[llvm] 14dedd9 - [Reland][LSR] Hoist IVInc to loop header if its all uses are in the loop header
via llvm-commits
llvm-commits at lists.llvm.org
Fri Feb 10 00:52:05 PST 2023
Author: chenglin.bi
Date: 2023-02-10T16:52:00+08:00
New Revision: 14dedd9cf596d1e6cfd8d24009393e8b8f1a3dc0
URL: https://github.com/llvm/llvm-project/commit/14dedd9cf596d1e6cfd8d24009393e8b8f1a3dc0
DIFF: https://github.com/llvm/llvm-project/commit/14dedd9cf596d1e6cfd8d24009393e8b8f1a3dc0.diff
LOG: [Reland][LSR] Hoist IVInc to loop header if its all uses are in the loop header
Original code will cause crash when the load/store memory type is structure because isIndexedLoadLegal/isIndexedStore doesn't support struct type.

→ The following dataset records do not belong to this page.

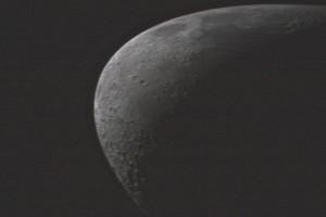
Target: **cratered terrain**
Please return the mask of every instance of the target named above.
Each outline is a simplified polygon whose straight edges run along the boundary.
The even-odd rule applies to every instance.
[[[124,44],[95,119],[135,203],[162,216],[326,215],[325,26],[325,7],[233,7]]]

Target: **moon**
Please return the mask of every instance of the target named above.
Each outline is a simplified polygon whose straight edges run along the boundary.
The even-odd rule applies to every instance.
[[[178,216],[323,209],[325,180],[302,174],[325,166],[313,161],[325,153],[317,127],[326,124],[325,9],[202,11],[139,34],[111,58],[96,90],[96,127],[140,209]]]

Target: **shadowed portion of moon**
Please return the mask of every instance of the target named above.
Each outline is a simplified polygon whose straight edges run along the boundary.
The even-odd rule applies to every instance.
[[[325,7],[247,5],[122,47],[95,118],[135,203],[155,216],[325,215]]]

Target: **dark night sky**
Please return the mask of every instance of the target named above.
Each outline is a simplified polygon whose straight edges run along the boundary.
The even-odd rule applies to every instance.
[[[137,216],[92,116],[98,77],[127,40],[218,7],[323,1],[0,1],[0,216]]]

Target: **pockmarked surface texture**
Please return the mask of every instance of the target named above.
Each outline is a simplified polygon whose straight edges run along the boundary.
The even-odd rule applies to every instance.
[[[325,7],[233,7],[124,44],[99,79],[95,119],[135,203],[162,215],[318,210],[302,174],[316,173],[304,154],[326,140],[302,135],[325,122]]]

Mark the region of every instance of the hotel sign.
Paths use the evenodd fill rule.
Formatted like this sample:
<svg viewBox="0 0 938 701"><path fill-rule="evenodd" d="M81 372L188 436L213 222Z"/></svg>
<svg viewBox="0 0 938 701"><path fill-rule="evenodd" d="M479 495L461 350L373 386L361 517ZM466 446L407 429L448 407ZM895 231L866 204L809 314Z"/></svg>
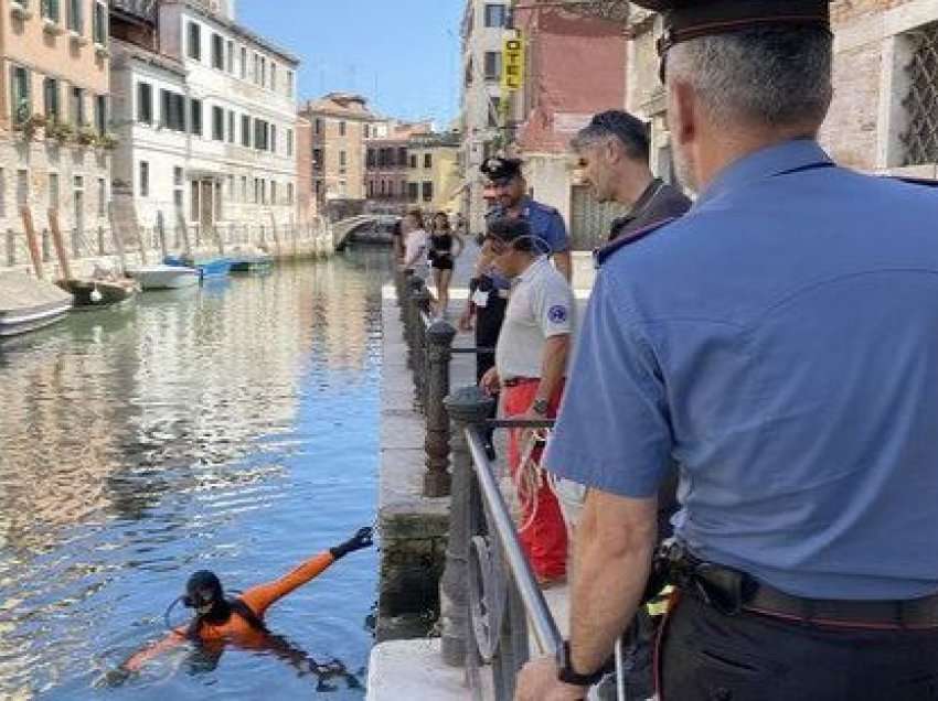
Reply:
<svg viewBox="0 0 938 701"><path fill-rule="evenodd" d="M524 87L524 40L507 39L502 48L502 90Z"/></svg>

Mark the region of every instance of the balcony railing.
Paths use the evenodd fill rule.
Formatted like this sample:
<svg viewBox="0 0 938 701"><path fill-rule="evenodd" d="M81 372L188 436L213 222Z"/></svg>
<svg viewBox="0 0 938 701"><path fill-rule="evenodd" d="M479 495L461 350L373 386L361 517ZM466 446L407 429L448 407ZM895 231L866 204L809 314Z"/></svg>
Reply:
<svg viewBox="0 0 938 701"><path fill-rule="evenodd" d="M111 10L118 10L148 22L156 20L157 4L158 0L110 0L108 2Z"/></svg>

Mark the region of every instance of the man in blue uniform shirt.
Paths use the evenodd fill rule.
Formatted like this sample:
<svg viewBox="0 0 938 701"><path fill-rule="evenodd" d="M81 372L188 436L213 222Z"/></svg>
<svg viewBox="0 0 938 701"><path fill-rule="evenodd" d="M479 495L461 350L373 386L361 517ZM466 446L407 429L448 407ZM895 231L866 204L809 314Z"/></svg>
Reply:
<svg viewBox="0 0 938 701"><path fill-rule="evenodd" d="M938 699L938 196L818 145L827 2L638 4L665 12L700 196L600 259L545 459L589 487L568 654L518 698L584 698L642 600L674 457L664 701Z"/></svg>
<svg viewBox="0 0 938 701"><path fill-rule="evenodd" d="M567 282L573 276L567 227L561 213L527 196L527 184L518 159L491 158L482 163L482 173L492 183L498 205L489 213L490 220L526 219L532 234L537 237L544 254L553 257L554 265Z"/></svg>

So we limit the load/store memory type to integer.
Origin commit message:
When the latch block is different from header block, IVInc will be expanded in the latch loop. We can't generate the post index load/store this case.

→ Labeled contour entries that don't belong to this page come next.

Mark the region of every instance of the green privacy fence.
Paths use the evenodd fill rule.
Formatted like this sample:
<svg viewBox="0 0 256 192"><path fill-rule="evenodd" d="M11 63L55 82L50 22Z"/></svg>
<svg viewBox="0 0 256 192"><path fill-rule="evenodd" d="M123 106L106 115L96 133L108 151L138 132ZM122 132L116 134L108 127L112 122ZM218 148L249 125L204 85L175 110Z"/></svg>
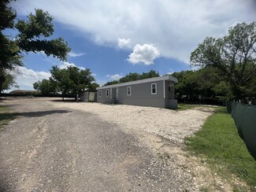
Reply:
<svg viewBox="0 0 256 192"><path fill-rule="evenodd" d="M227 109L235 120L239 136L256 160L256 105L228 102Z"/></svg>

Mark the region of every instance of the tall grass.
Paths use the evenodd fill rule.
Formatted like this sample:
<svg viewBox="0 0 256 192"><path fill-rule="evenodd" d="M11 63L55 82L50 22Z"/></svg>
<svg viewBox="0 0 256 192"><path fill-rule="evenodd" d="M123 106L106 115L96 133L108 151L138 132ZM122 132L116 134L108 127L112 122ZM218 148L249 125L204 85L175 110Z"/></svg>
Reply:
<svg viewBox="0 0 256 192"><path fill-rule="evenodd" d="M256 186L256 161L225 108L217 108L202 128L185 141L187 150L206 157L210 167L225 179L235 174L249 186Z"/></svg>

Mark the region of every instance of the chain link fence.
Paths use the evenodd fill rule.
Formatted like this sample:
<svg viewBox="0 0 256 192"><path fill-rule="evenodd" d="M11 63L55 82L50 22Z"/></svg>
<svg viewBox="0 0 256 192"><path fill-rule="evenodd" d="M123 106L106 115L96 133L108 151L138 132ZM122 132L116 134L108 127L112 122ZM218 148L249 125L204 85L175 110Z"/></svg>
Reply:
<svg viewBox="0 0 256 192"><path fill-rule="evenodd" d="M235 120L240 138L256 160L256 105L228 102L227 109Z"/></svg>

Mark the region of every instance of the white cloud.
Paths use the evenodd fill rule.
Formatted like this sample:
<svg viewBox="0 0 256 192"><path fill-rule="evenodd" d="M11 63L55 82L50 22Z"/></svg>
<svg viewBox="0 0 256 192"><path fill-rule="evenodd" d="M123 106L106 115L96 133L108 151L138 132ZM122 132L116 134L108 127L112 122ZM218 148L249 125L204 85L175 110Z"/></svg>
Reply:
<svg viewBox="0 0 256 192"><path fill-rule="evenodd" d="M130 48L130 39L119 39L118 38L118 45L117 47L119 49L125 49L125 48Z"/></svg>
<svg viewBox="0 0 256 192"><path fill-rule="evenodd" d="M73 51L70 51L70 53L69 54L69 56L71 57L81 57L83 55L85 55L85 53L80 53L80 54L76 54Z"/></svg>
<svg viewBox="0 0 256 192"><path fill-rule="evenodd" d="M48 79L51 76L50 72L37 72L26 67L17 67L14 72L16 81L21 90L34 90L33 83L42 81L43 79Z"/></svg>
<svg viewBox="0 0 256 192"><path fill-rule="evenodd" d="M154 60L159 55L159 50L153 45L135 45L128 61L132 64L143 63L150 65L154 63Z"/></svg>
<svg viewBox="0 0 256 192"><path fill-rule="evenodd" d="M119 80L121 78L123 77L123 76L121 74L115 74L115 75L113 75L113 76L110 76L110 75L107 75L106 76L106 77L109 78L110 80L113 81L113 80Z"/></svg>
<svg viewBox="0 0 256 192"><path fill-rule="evenodd" d="M47 10L76 35L90 37L95 43L114 46L118 37L129 37L131 47L156 44L161 56L185 62L206 36L220 37L232 24L256 18L254 0L23 0L12 4L18 14L28 15L35 8Z"/></svg>

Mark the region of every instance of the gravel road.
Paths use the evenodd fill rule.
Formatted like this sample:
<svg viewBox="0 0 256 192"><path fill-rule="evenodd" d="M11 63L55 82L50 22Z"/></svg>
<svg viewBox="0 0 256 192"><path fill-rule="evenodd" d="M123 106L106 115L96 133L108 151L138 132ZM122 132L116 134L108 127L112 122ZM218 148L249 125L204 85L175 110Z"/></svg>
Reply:
<svg viewBox="0 0 256 192"><path fill-rule="evenodd" d="M0 191L231 190L182 150L209 109L169 109L9 98Z"/></svg>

But if the IVInc only used in the loop, actually we still can use the post index load/store because when exit loop we don't care the last IVInc value.
So, trying to hoist IVInc to help backend to generate more post index load/store.
Fix #53625
Reviewed By: eopXD
Differential Revision: https://reviews.llvm.org/D138636
Added:
Modified:
llvm/lib/Transforms/Scalar/LoopStrengthReduce.cpp
llvm/test/Transforms/LoopStrengthReduce/AArch64/pr53625.ll
Removed:
################################################################################
diff --git a/llvm/lib/Transforms/Scalar/LoopStrengthReduce.cpp b/llvm/lib/Transforms/Scalar/LoopStrengthReduce.cpp
index ed7fc25f24fe0..b9d67beda2f6b 100644
--- a/llvm/lib/Transforms/Scalar/LoopStrengthReduce.cpp
+++ b/llvm/lib/Transforms/Scalar/LoopStrengthReduce.cpp
@@ -5643,6 +5643,36 @@ void LSRInstance::Rewrite(const LSRUse &LU, const LSRFixup &LF,
DeadInsts.emplace_back(OperandIsInstr);
}
+// Trying to hoist the IVInc to loop header if all IVInc users are in
+// the loop header. It will help backend to generate post index load/store
+// when the latch block is
diff erent from loop header block.
+static bool canHoistIVInc(const TargetTransformInfo &TTI, const LSRFixup &Fixup,
+ const LSRUse &LU, Instruction *IVIncInsertPos,
+ Loop *L) {
+ if (LU.Kind != LSRUse::Address)
+ return false;
+
+ // For now this code do the conservative optimization, only work for
+ // the header block. Later we can hoist the IVInc to the block post
+ // dominate all users.
+ BasicBlock *LHeader = L->getHeader();
+ if (IVIncInsertPos->getParent() == LHeader)
+ return false;
+
+ if (!Fixup.OperandValToReplace ||
+ any_of(Fixup.OperandValToReplace->users(), [&LHeader](User *U) {
+ Instruction *UI = cast<Instruction>(U);
+ return UI->getParent() != LHeader;
+ }))
+ return false;
+
+ Instruction *I = Fixup.UserInst;
+ Type *Ty = I->getType();
+ return Ty->isIntegerTy() &&
+ ((isa<LoadInst>(I) && TTI.isIndexedLoadLegal(TTI.MIM_PostInc, Ty)) ||
+ (isa<StoreInst>(I) && TTI.isIndexedStoreLegal(TTI.MIM_PostInc, Ty)));
+}
+
/// Rewrite all the fixup locations with new values, following the chosen
/// solution.
void LSRInstance::ImplementSolution(
@@ -5651,8 +5681,6 @@ void LSRInstance::ImplementSolution(
// we can remove them after we are done working.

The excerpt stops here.